株式会社サイバーエージェントのAmeba LIFE事業本部に在籍し、Androidエンジニアとして活動しています。現在は、月間7,500万人が利用する「Ameba」のAndroidアプリの開発に携わっています。具体的には、ブログ上の新機能開発・メンテナンスを通して、より多くの人にブログを読んでもらったり、ブログで紹介された商品を欲しいと思ってもらったりと、ユーザーにより良い体験を届けるのが私のミッションです。その一方で、ユーザーとは別にアプリで使用している技術や設計の刷新、つまり「Ameba」のシステムと向き合うこともあります。
「Ameba」は歴史も知名度もあるブログメディア。エンジニアとして関わるプレッシャーも大きいでしょうね。
そうですね。たくさんの人が利用するサービスなので、不具合が起きた時の影響範囲は大きいですし、「Ameba」の規模が大きくなるのに伴い、システム自体も複雑になり、実装することの難しさを感じることもあります。とはいえ、ユーザーの反応をダイレクトに実感しながら、自分の知識や技術が日々向上していく楽しさの方が大きいですね。

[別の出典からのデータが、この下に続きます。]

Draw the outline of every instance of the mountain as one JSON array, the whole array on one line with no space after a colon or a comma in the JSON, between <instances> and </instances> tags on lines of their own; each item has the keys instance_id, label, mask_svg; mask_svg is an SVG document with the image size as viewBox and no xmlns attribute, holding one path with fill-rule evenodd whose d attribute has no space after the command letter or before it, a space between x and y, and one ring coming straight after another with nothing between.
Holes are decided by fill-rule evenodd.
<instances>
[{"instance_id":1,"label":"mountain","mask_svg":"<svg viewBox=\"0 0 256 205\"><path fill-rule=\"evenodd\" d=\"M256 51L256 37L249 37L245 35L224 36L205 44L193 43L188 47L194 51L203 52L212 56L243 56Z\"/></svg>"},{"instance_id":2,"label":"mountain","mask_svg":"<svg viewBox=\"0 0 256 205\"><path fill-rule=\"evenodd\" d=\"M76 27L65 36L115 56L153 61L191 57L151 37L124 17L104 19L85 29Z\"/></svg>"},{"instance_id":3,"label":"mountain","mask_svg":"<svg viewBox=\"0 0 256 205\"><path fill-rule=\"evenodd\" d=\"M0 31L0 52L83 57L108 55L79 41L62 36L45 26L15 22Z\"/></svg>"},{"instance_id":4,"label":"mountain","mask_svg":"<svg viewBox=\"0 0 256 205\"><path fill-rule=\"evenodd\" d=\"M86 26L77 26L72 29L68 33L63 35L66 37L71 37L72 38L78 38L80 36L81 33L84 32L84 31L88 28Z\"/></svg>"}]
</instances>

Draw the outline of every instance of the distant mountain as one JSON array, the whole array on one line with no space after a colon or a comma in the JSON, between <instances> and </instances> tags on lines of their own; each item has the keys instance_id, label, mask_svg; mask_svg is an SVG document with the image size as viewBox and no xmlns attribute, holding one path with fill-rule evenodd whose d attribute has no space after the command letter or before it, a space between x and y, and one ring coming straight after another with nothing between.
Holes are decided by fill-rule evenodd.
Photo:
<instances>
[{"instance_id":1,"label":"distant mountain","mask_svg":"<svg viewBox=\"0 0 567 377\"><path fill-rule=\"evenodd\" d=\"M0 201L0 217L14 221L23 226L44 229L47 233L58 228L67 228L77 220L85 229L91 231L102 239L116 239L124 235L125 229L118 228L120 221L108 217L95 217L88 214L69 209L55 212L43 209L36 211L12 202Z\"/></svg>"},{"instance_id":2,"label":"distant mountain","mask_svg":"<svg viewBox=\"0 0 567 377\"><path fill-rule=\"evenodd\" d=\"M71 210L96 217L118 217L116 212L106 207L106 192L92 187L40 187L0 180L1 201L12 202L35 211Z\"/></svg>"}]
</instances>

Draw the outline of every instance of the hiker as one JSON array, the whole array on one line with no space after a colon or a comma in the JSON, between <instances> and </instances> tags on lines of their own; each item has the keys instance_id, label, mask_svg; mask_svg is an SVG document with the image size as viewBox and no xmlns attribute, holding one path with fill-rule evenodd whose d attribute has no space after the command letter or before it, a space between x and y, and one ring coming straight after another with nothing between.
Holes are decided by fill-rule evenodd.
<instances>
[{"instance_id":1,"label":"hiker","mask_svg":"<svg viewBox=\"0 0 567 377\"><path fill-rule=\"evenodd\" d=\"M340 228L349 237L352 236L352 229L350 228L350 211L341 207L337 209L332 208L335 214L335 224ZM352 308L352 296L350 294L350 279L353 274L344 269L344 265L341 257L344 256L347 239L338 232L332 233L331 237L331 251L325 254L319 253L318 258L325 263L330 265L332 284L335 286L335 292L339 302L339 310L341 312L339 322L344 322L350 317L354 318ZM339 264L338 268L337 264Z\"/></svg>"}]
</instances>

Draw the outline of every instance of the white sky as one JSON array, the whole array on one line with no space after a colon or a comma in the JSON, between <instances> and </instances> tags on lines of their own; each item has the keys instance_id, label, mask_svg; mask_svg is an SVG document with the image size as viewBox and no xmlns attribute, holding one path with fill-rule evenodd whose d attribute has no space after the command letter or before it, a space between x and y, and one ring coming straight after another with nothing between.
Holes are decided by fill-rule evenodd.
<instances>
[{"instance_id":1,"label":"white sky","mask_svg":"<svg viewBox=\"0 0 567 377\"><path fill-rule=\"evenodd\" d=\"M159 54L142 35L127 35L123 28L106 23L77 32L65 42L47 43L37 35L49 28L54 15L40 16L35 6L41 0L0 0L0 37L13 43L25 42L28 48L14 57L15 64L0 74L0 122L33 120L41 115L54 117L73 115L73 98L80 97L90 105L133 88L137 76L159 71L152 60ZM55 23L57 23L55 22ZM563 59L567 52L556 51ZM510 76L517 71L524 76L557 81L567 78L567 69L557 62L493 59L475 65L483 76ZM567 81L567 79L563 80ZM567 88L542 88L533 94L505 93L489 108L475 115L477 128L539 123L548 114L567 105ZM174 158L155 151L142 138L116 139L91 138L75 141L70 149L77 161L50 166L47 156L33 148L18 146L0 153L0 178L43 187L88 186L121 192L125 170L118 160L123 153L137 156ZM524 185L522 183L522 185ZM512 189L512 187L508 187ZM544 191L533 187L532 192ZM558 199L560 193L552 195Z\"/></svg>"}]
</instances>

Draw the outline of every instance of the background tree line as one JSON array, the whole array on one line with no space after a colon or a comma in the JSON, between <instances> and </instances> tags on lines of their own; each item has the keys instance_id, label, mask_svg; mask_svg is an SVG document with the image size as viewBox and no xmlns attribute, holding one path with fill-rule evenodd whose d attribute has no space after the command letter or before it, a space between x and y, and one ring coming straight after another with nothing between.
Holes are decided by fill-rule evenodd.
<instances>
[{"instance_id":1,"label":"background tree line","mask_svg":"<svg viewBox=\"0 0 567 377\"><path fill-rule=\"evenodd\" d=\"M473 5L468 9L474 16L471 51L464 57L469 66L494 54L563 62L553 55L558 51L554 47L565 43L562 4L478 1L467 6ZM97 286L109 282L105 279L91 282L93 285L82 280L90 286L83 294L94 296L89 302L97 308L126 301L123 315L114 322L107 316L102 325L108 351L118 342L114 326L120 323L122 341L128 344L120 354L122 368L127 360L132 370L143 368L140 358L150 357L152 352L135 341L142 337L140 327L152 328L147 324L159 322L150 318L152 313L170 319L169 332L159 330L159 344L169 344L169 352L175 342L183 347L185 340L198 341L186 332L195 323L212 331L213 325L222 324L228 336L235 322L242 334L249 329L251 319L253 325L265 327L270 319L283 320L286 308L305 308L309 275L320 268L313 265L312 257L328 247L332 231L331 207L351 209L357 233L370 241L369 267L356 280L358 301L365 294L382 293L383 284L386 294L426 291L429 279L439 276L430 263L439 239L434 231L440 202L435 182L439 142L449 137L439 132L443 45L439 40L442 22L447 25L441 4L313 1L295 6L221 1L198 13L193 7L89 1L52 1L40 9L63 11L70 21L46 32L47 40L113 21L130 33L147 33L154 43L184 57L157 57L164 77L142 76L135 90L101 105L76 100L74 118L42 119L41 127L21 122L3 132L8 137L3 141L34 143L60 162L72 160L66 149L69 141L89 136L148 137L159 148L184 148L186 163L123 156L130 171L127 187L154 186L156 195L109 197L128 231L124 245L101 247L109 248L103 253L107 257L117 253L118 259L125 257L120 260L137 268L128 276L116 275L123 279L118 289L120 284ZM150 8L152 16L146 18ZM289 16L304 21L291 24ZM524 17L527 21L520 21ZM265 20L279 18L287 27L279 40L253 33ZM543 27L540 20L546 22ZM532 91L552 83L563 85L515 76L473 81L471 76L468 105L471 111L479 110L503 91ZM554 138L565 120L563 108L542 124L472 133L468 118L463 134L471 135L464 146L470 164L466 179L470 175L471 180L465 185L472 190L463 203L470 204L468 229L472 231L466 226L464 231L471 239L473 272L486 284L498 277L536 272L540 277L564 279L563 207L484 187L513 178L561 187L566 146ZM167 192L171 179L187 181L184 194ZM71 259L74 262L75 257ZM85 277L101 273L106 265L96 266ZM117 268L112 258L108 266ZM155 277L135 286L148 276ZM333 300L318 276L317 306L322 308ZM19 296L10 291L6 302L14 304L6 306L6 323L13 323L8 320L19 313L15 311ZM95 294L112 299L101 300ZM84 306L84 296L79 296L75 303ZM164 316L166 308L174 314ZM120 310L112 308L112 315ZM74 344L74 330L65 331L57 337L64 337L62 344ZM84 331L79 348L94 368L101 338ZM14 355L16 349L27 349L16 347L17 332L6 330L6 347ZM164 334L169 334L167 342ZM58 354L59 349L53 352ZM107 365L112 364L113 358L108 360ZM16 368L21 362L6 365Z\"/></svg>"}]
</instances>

プログラミングを学び始めたのはヒューマンアカデミーに入学してから
そもそも、原田さんがプログラミングを学び始めたのはいつですか?
「エンジニア」というと、子どもの頃からシステムやアプリ開発をしていたと思われがちですが、プログラミングを学び始めたのは、ヒューマンアカデミーに入学してから。高校でもプログラミングの授業がありましたが、授業の内容がほとんど理解できず、どちらかというとエンジニアの適正がない方だったと思います。
てっきり、子どもの頃からエンジニアを目指していたのかと思っていました!
確かに、私の周りにも、中学生の頃からパソコンを改造していたという根っからのエンジニア気質の友達もいました(笑)。私は高校卒業をした後、某有名私立大学に進学するために受験浪人していました。最終的に2年間宅浪を経験したのですが、惜しくも結果は不合格。ただ、子どもの頃からものづくりは好きでしたね。それも、絵を描いたりデザインをしたりする感覚的な思考よりも、正しく考え抜けば必ず動く、論理的な思考のものづくりの方が自分に合っていると思っていました。浪人中は沢山の時間をかけて受験と向き合いましたが、最終的に望んだ結果を得ることはできませんでした。その一方で、プログラミングに一点集中して向き合えば自分の適性も相まってかなりチャンスになる。そこで、以前から興味のあったプログラミングに全力を傾けようと決意しました。
そこから、具体的に進路を探すことになるわけですね!
はい。プログラミングスクールに入ることも考えていたのですが、親や友人に相談したところ、「数か月そこらで身につくものではない」と言われて、改めて進学先を探し始めました。あの時プログラミングスクールに進んでいたら......今の自分はないかもしれません。相談にのってくれた親や友人には感謝しています。
自分次第で何でもチャレンジできる環境が入学の決め手
その後、ヒューマンアカデミーITカレッジに入学されたわけですが、選んだ理由について教えていただけますか?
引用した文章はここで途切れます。